All Tomorrow's Parties by William Gibson

G. P. Putnam's Sons 1999 288 pp. 24.95

Copyright © Steven E. Alford

 

"Rydell was midway back, through that lower-level crunch, when his sunglasses rang." People wearing ringing eyeglasses that interface with the internet, we know we can only be in one place: Gibsonland. In All Tomorrow's Parties , William Gibson has completed his second trilogy, begun with Virtual Light and Idoru . Unfortunately, ATP is Gibson's most disappointing effort to date, showing the frayed edges of his noir science fiction, better known as cyberpunk.

They're all back from the previous two books, Chevette, Laney, Rydell, Yamazaki, and, of course, Rei Toei, the Idoru (a digitally existing "entertainment idol"). And they all eventually find themselves chasing each other around San Francisco's Bay Bridge, a post-earthquake environment for "hardened survivors used to living on their own in a community of similar people." But there isn't much for any of them to do except wait around for what Laney promises to be a "nodal moment," presumably a millennial transformation in how we will exist.

"Laney is a sport, a mutant, the accidental product of covert clinical trials of a drug that induced something oddly akin to psychic abilities in a small percentage of test subjects. But Laney isn't psychic in any nonrational sense; rather he is able, through the organic changes wrought long ago by 5-SB, this drug, to somehow perceive change emerging from vast flows of data." The problem is, the reader isn't really clear on what this monumental change is, or when it occurs.

In any event, Gibson's thinly plotted books are largely about the cultivation of a certain oblique stylishness, both in language and in the lives of the characters. What plots there are have to be assiduously extracted, like a small, particularly elusive skein of data from the Internet. In ATP, the story concerns a device capable of digitally replicating physical objects at a distance, and those who will try to control it. This device heralds the change Laney perceives, which is, I think, a convergence between the material and the digital, in which digital creatures can become human and vice versa.

Along the way, Gibson has time for some fun observations, such as why computers are all so blandly colored. Among the theories, "one is that [making them beige] was to help people in the workplace be more comfortable with radically new technologies that would eventually result in the mutation or extinction of the workplace. Hence the almost universal choice, by the manufacturers, of a shade of plastic most often encountered in downscale condoms."

Gibson also sees the impact of digital storage technology on history: "History in the older sense was an historical concept. History in the older sense was narrative, stories we told ourselves about where we've come from and what it had been like, and those narratives were revised by each new generation, and indeed always had been.
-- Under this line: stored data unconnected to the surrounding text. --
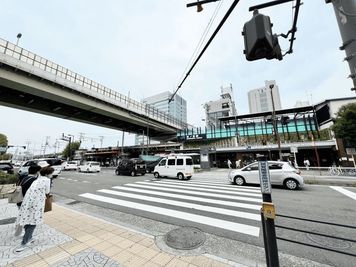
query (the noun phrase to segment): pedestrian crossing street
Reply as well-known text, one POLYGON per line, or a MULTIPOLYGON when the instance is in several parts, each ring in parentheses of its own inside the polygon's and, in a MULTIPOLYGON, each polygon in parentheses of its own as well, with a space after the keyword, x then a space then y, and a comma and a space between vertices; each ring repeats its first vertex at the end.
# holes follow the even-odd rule
MULTIPOLYGON (((193 179, 194 178, 194 179, 193 179)), ((237 187, 226 179, 201 177, 189 181, 152 179, 79 195, 152 214, 234 233, 259 237, 262 195, 259 187, 237 187)))

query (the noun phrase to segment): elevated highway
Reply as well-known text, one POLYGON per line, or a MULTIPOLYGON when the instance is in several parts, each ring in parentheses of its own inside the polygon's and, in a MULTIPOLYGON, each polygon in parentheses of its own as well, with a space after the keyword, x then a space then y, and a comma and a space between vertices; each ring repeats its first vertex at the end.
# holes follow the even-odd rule
POLYGON ((155 139, 186 124, 0 38, 0 105, 155 139))

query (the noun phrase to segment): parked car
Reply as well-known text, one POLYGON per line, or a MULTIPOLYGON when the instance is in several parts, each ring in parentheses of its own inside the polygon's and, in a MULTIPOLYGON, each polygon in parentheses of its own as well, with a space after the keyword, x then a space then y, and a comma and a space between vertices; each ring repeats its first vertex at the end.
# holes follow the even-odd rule
POLYGON ((42 158, 42 159, 31 159, 26 161, 19 169, 18 174, 19 175, 26 175, 28 174, 28 168, 31 165, 38 164, 38 165, 46 165, 51 166, 54 169, 54 172, 52 174, 53 178, 58 177, 61 172, 62 172, 62 160, 61 159, 56 159, 56 158, 42 158))
POLYGON ((63 171, 76 171, 78 170, 78 164, 76 161, 67 161, 62 163, 63 171))
POLYGON ((0 171, 6 172, 8 174, 14 173, 14 166, 10 162, 1 162, 0 163, 0 171))
POLYGON ((122 159, 116 167, 115 174, 129 174, 131 176, 136 176, 136 174, 145 175, 146 164, 143 160, 138 158, 122 159))
POLYGON ((177 177, 179 180, 190 179, 193 175, 193 160, 189 156, 177 155, 163 158, 156 165, 153 175, 155 178, 161 176, 177 177))
POLYGON ((79 172, 100 172, 100 163, 96 161, 87 161, 83 165, 79 165, 79 172))
MULTIPOLYGON (((284 161, 268 161, 272 185, 283 185, 287 189, 296 190, 304 186, 304 179, 300 171, 284 161)), ((232 170, 228 174, 231 183, 242 186, 244 184, 259 184, 258 162, 232 170)))

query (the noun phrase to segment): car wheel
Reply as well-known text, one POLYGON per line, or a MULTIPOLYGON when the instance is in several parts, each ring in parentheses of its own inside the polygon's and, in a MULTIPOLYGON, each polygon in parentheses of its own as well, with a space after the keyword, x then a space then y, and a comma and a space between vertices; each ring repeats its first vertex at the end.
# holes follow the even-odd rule
POLYGON ((299 187, 299 183, 297 180, 295 180, 293 178, 287 178, 284 181, 284 186, 289 190, 297 190, 299 187))
POLYGON ((184 179, 183 173, 178 173, 177 178, 178 180, 183 180, 184 179))
POLYGON ((87 169, 87 172, 89 172, 89 169, 87 169))
POLYGON ((155 173, 153 174, 153 176, 154 176, 155 178, 159 178, 159 173, 158 173, 158 172, 155 172, 155 173))
POLYGON ((246 183, 245 179, 241 176, 236 176, 234 181, 235 181, 235 184, 239 185, 239 186, 244 185, 246 183))
POLYGON ((115 171, 115 174, 116 175, 120 175, 120 171, 115 171))
POLYGON ((188 176, 188 177, 187 177, 187 180, 190 180, 190 178, 192 178, 192 176, 188 176))
POLYGON ((141 173, 141 175, 142 175, 142 176, 144 176, 144 175, 145 175, 145 173, 143 172, 143 173, 141 173))
POLYGON ((131 172, 131 176, 135 176, 136 173, 134 171, 131 172))
POLYGON ((57 177, 58 177, 58 175, 53 175, 52 177, 53 177, 53 178, 57 178, 57 177))

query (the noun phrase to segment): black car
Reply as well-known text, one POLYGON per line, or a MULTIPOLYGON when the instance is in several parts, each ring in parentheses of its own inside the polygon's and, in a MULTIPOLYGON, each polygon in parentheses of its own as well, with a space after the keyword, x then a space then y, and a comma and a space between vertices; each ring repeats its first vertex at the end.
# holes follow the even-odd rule
POLYGON ((129 174, 135 176, 136 174, 146 174, 146 164, 141 159, 122 159, 115 170, 116 175, 129 174))
POLYGON ((147 172, 151 173, 154 171, 156 165, 161 161, 162 158, 159 158, 158 160, 155 161, 146 161, 146 169, 147 172))
POLYGON ((14 173, 14 167, 10 162, 1 162, 0 163, 0 171, 7 172, 8 174, 14 173))

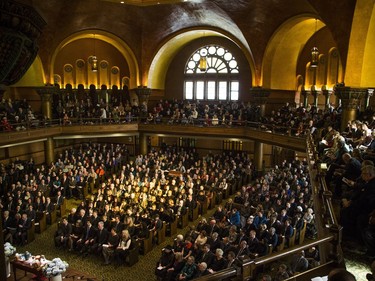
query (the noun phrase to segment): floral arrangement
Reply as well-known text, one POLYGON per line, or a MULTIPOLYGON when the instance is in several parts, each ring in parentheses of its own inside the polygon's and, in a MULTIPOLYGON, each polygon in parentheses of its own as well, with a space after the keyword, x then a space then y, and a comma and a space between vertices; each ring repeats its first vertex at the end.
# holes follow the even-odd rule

History was plastic, was a matter of interpretation. The digital had not so much changed that as made it too obvious to ignore. History was stored data, subject to manipulation and interpretation."

Like Candidate Gore's and his prescient invention of the Internet, Gibson will forever be known as the inventor of the term "cyberspace," as well as its literary version 1.0, Neuromancer . Along with Neal Stephenson and Bruce Sterling, he continues to provide the imaginative groundwork for the technological deployment of this new space in which we and our children will find ourselves interacting, an area nominally visual, but more encompassingly digital, a digital compaction and conflation of the telephone, television, and computer, a place with no there there, but there nevertheless.

In ATP, however, we find far too much of the 13-year-old-boy fascination with "serious ordinance" and knife-wielding men who seem to have stepped out of a perilously thin episode of Kung Fu .

As an enormously imaginative theorist of the future, Gibson deserves our respect and attention. We should skip his latest effort, though, perhaps just take some 5-SB, crawl into an empty cardboard box, and wait.